Jules Roy, Rostropovitch Gainsbourg et Dieu. (Ed. Albin-Michel, 1992).
En cette glaciale fin d'année 1991, tout ce beau monde se (re)trouve à Vézelay.
Rostropovitch, - "peut-être même ne savait-il pas qui était Gainsbourg, un autre Russe pourtant" - encore et toujours à la recherche de Bach et "en quête de l’église idéale" pour le trouver - "qui sait si, par moments, il ne se prenait pas pour Bach, lui, Rostropovitch ?" -, y enregistre les six suites pour violoncelle seul, enregistrement auquel "il pense depuis plus de vingt ans".

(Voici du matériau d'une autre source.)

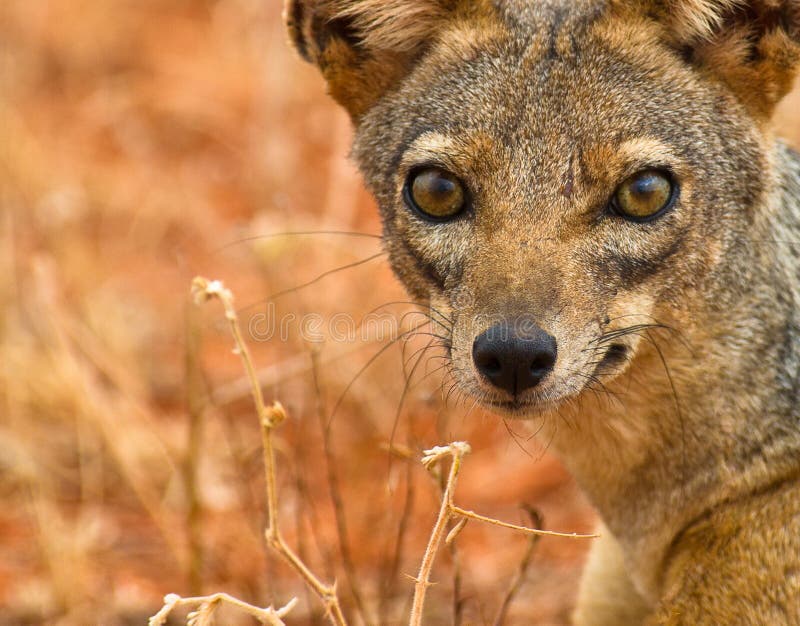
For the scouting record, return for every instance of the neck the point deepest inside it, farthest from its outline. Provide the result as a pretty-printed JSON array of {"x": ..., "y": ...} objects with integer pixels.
[{"x": 703, "y": 418}]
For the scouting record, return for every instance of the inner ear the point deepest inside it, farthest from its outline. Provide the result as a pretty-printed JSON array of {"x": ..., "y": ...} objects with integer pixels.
[
  {"x": 753, "y": 46},
  {"x": 364, "y": 47}
]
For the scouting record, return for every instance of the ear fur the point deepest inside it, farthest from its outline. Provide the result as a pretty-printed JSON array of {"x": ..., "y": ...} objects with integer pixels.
[
  {"x": 752, "y": 45},
  {"x": 362, "y": 47}
]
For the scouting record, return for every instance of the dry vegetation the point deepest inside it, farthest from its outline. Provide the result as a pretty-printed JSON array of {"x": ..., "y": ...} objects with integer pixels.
[{"x": 142, "y": 143}]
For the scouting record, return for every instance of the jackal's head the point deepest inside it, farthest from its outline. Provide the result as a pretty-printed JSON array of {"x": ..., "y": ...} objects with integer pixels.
[{"x": 556, "y": 175}]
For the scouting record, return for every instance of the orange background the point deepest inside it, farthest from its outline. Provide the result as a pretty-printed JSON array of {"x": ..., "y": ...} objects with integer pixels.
[{"x": 143, "y": 143}]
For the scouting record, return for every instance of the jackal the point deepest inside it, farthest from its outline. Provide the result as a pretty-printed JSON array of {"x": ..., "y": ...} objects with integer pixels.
[{"x": 590, "y": 193}]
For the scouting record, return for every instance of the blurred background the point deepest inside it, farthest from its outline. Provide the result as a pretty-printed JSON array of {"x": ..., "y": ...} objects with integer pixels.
[{"x": 143, "y": 142}]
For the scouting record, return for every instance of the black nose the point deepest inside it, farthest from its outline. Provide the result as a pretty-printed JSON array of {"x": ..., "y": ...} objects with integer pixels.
[{"x": 514, "y": 361}]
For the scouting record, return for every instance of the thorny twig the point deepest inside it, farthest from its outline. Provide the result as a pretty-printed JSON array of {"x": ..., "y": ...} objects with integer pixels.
[
  {"x": 336, "y": 493},
  {"x": 269, "y": 419},
  {"x": 522, "y": 568},
  {"x": 207, "y": 606},
  {"x": 448, "y": 510}
]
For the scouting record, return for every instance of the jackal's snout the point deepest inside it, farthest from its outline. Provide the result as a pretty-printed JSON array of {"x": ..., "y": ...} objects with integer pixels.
[{"x": 514, "y": 359}]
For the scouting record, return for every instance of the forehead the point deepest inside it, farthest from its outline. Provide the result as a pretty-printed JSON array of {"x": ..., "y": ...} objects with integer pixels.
[{"x": 549, "y": 75}]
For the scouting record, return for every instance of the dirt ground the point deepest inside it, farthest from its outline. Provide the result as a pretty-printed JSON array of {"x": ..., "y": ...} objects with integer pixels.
[{"x": 143, "y": 143}]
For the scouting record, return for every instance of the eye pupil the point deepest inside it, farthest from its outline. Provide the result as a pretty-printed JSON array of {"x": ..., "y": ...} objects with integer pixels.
[
  {"x": 436, "y": 193},
  {"x": 644, "y": 195}
]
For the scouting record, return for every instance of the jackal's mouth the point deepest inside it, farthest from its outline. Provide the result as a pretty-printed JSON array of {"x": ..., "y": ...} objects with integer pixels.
[{"x": 556, "y": 389}]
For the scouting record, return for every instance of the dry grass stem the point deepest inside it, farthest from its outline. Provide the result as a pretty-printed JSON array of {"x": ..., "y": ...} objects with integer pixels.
[
  {"x": 208, "y": 605},
  {"x": 522, "y": 569},
  {"x": 269, "y": 418},
  {"x": 335, "y": 492},
  {"x": 448, "y": 510}
]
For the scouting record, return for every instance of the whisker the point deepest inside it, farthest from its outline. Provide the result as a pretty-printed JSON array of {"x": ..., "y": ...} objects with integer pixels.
[
  {"x": 299, "y": 233},
  {"x": 310, "y": 283}
]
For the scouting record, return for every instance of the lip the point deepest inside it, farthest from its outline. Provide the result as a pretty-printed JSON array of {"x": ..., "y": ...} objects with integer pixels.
[{"x": 519, "y": 409}]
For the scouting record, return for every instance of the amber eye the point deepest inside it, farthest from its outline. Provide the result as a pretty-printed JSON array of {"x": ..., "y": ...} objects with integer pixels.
[
  {"x": 644, "y": 196},
  {"x": 435, "y": 193}
]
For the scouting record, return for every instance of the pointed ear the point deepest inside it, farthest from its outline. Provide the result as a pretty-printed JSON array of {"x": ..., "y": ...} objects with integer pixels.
[
  {"x": 363, "y": 47},
  {"x": 752, "y": 45}
]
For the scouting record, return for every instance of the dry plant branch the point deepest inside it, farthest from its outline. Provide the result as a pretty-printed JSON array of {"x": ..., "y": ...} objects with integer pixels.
[
  {"x": 208, "y": 605},
  {"x": 335, "y": 492},
  {"x": 269, "y": 419},
  {"x": 522, "y": 568},
  {"x": 448, "y": 510}
]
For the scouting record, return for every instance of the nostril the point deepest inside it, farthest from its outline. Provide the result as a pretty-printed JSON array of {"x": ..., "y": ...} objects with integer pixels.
[
  {"x": 491, "y": 366},
  {"x": 514, "y": 363}
]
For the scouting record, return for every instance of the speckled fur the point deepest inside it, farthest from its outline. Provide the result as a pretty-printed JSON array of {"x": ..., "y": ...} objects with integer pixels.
[{"x": 542, "y": 108}]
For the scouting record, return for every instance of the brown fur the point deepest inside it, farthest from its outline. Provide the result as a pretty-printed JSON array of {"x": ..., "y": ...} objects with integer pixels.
[{"x": 687, "y": 440}]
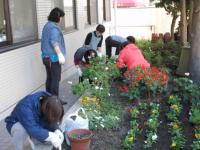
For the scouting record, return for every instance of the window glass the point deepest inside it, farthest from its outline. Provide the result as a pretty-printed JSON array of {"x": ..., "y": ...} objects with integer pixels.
[
  {"x": 69, "y": 8},
  {"x": 23, "y": 20},
  {"x": 86, "y": 11},
  {"x": 93, "y": 11},
  {"x": 106, "y": 10}
]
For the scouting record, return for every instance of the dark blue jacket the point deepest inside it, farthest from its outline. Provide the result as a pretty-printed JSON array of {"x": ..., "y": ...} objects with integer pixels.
[{"x": 27, "y": 112}]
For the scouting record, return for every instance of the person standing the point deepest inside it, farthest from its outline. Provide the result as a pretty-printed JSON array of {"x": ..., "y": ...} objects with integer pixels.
[
  {"x": 36, "y": 118},
  {"x": 117, "y": 42},
  {"x": 94, "y": 39},
  {"x": 53, "y": 50}
]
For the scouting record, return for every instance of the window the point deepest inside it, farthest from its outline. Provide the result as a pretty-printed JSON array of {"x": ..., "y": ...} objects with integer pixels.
[
  {"x": 86, "y": 11},
  {"x": 93, "y": 11},
  {"x": 18, "y": 16},
  {"x": 70, "y": 14},
  {"x": 3, "y": 36},
  {"x": 106, "y": 10},
  {"x": 69, "y": 7},
  {"x": 90, "y": 11}
]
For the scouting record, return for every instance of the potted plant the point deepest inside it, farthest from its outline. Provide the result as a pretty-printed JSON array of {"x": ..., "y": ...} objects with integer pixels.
[{"x": 80, "y": 139}]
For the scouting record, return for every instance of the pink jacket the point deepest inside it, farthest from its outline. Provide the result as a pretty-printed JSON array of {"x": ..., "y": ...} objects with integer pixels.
[{"x": 131, "y": 56}]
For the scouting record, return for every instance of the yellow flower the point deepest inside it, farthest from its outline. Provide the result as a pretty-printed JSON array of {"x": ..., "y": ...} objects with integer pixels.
[{"x": 173, "y": 145}]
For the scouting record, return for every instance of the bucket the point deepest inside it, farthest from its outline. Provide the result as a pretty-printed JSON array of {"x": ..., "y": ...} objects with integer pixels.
[{"x": 80, "y": 139}]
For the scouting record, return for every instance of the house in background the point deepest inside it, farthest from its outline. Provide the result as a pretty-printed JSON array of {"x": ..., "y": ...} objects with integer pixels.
[
  {"x": 140, "y": 18},
  {"x": 21, "y": 23}
]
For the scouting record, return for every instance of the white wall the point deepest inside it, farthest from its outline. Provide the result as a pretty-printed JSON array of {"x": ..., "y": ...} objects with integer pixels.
[
  {"x": 142, "y": 22},
  {"x": 22, "y": 71}
]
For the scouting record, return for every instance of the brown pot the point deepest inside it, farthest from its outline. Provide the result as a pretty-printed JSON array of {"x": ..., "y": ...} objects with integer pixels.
[{"x": 80, "y": 139}]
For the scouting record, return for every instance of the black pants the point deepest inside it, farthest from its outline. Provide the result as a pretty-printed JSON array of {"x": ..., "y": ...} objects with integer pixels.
[
  {"x": 53, "y": 70},
  {"x": 111, "y": 43}
]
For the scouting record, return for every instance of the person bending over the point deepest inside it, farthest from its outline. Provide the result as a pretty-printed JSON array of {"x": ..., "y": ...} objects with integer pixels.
[
  {"x": 36, "y": 117},
  {"x": 94, "y": 39},
  {"x": 82, "y": 58},
  {"x": 118, "y": 42},
  {"x": 131, "y": 57}
]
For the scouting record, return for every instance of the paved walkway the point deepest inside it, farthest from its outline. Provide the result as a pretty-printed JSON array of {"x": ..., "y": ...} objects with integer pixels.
[{"x": 65, "y": 95}]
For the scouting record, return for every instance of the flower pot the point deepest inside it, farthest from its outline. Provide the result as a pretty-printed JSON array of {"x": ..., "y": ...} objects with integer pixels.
[{"x": 80, "y": 139}]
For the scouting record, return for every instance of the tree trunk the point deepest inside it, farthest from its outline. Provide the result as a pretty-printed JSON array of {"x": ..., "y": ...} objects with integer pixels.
[
  {"x": 195, "y": 60},
  {"x": 173, "y": 25},
  {"x": 183, "y": 23},
  {"x": 190, "y": 20}
]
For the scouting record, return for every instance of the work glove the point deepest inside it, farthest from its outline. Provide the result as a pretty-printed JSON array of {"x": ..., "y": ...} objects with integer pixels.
[
  {"x": 99, "y": 54},
  {"x": 54, "y": 139},
  {"x": 79, "y": 72},
  {"x": 61, "y": 58},
  {"x": 60, "y": 135}
]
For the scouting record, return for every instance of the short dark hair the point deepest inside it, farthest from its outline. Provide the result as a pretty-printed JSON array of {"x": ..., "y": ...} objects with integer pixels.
[
  {"x": 88, "y": 53},
  {"x": 131, "y": 39},
  {"x": 55, "y": 15},
  {"x": 52, "y": 110},
  {"x": 100, "y": 28}
]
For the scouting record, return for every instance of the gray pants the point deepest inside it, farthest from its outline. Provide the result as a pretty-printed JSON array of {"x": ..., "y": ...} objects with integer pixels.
[{"x": 22, "y": 140}]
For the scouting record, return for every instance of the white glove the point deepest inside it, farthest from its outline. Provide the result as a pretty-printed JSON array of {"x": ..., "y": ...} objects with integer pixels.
[
  {"x": 54, "y": 139},
  {"x": 61, "y": 58},
  {"x": 60, "y": 135},
  {"x": 79, "y": 72}
]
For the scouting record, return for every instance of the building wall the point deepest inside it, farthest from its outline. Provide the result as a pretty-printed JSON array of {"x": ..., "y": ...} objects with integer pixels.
[
  {"x": 22, "y": 71},
  {"x": 142, "y": 22}
]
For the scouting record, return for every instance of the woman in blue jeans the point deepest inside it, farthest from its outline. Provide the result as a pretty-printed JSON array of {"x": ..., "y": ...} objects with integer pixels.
[
  {"x": 53, "y": 50},
  {"x": 36, "y": 117}
]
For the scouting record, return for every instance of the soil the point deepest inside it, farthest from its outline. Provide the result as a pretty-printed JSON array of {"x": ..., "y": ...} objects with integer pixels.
[{"x": 111, "y": 140}]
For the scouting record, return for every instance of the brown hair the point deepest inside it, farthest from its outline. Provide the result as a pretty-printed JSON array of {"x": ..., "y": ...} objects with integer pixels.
[{"x": 52, "y": 110}]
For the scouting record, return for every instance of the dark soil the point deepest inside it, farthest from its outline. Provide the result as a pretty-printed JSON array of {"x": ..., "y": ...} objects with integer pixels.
[{"x": 111, "y": 140}]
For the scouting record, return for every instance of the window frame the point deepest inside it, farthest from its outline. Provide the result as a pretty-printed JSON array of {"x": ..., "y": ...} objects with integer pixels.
[
  {"x": 8, "y": 45},
  {"x": 74, "y": 27},
  {"x": 89, "y": 20},
  {"x": 106, "y": 15}
]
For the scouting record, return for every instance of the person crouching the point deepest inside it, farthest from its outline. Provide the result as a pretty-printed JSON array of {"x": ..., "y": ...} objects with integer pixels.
[
  {"x": 82, "y": 59},
  {"x": 36, "y": 118}
]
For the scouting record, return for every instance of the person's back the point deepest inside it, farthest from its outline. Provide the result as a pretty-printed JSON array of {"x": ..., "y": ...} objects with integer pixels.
[
  {"x": 79, "y": 54},
  {"x": 118, "y": 38},
  {"x": 131, "y": 56}
]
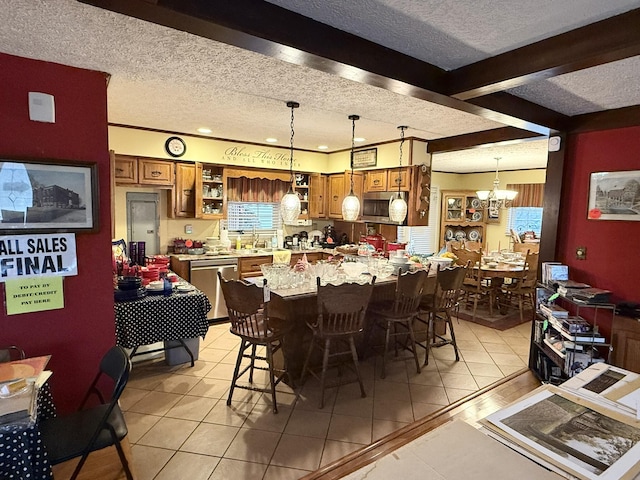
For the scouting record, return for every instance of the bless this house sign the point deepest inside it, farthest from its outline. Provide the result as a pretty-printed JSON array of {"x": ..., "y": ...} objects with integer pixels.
[{"x": 25, "y": 256}]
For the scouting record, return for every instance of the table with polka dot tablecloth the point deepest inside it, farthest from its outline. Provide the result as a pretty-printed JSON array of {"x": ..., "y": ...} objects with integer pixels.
[
  {"x": 22, "y": 453},
  {"x": 158, "y": 318}
]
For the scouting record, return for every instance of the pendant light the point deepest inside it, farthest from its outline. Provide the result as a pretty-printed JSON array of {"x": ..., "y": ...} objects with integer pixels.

Gainsbourg, pour sa part, "éprouve une certaine peur à seulement approcher de la basilique, il n’a jamais osé y entrer. Il n’invoque rien, il ne se croit ni héros ni prophète. C’est un poète qui ne croit pas en Dieu et n’a jamais demandé d’aide à personne. Qu’à l’enfer." Il avait laissé son Dieu "fumeur de havanes", voilà que, cynique - mystique, il le cherche, toute énergie envolée, à tout hasard, sans illusions superflues.
Dans deux mois il sera mort.
Jules Roy enfin, qui furète, observe, s’interroge au passage sur des détails - "Qui, de Rostropovitch ou de Gainsbourg, sera oublié ou pas dans seulement un demi-siècle ? " - les deux mon capitaine, les incultes n’auront attendu qu’une petite quarantaine d’années pour régner -, s'imprègne et tient la plume.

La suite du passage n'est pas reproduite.